Richard Harris, Chief Executive at Port Shelter Investment Management believes fewer interest rate cuts than expected from the US Federal Reserve could lead to market disappointment and limit price up move starting mid-year.
While the Fed's dot plot, a graph reflecting the short-term interest rate forecasts of each Fed official, suggests three upcoming rate cuts, Harris believes there's room for only two.
"I think that's (three rate cuts) fairly ambitious. Because with the US election coming up, we're in a situation where it's going to be very difficult for the Fed to move either up or down during the hot period of the election," he said.
He believe these cuts, which might total to around 50 basis points, will prove to be only cosmetic. It will take the interest rate down to 4.75%, which is still quite high.
After ending their latest meeting on March 20, the Fed officials kept their benchmark interest rate unchanged for a fifth straight time.
In its new quarterly projections, the Fed officials forecast that stronger growth and stubborn inflation would persist this year and next.
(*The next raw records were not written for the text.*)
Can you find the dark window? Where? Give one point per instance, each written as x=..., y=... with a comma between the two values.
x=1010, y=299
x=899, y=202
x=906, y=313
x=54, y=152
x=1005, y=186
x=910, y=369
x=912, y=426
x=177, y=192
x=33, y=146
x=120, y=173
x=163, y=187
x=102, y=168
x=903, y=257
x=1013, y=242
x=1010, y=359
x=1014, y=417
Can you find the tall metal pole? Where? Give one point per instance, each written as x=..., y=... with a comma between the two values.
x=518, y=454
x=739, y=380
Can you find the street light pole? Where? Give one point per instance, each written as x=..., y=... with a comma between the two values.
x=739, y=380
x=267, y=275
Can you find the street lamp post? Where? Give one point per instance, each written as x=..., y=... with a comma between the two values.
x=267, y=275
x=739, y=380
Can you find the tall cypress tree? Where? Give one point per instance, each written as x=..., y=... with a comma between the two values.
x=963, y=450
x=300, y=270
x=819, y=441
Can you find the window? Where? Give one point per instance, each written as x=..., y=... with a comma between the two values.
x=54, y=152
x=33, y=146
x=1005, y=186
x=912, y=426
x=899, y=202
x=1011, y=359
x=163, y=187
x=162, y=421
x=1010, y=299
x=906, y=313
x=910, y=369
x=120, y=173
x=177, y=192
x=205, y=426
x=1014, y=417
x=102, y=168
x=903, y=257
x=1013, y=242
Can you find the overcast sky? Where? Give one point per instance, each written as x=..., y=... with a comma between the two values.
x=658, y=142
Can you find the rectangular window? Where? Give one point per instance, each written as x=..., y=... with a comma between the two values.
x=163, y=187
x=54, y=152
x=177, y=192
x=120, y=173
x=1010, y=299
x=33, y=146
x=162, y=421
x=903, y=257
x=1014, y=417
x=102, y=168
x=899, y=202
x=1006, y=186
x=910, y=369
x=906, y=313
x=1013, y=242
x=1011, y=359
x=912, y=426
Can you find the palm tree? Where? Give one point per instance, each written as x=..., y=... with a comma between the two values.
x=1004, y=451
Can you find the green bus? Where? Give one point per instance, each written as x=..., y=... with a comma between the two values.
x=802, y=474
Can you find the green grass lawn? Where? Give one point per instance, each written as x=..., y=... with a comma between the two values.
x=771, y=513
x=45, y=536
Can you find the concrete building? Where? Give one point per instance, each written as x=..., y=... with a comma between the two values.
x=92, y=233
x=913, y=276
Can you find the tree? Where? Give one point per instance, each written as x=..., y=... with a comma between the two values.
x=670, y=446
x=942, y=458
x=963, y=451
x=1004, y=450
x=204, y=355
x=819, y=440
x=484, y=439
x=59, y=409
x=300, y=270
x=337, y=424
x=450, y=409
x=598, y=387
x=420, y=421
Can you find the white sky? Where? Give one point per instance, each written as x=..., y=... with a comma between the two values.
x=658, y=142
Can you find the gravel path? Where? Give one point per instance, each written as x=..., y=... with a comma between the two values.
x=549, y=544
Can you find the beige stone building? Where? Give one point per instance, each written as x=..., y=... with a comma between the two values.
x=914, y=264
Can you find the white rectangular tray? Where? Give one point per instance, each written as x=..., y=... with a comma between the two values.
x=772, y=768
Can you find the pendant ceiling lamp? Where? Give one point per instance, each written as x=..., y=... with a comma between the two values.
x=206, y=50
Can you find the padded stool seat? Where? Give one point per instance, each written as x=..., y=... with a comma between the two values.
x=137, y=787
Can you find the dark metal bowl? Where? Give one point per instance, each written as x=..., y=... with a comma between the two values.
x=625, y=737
As a result, they predicted that interest rates would have to stay slightly higher for longer.
The latest forecasts suggest that the policymakers expect the US economy to continue enjoying an unusual combination: A healthy job market and economy in tandem with inflation that continues to cool — just more gradually than they had predicted three months ago
Another factor that Harris believes could weigh on the sentiment is the US election.
"If (Donald) Trump comes in, he is likely to change things. I suspect not for the better. And I think that the markets will probably feel the same if Trump looks as if he is going to win victory in November," he said.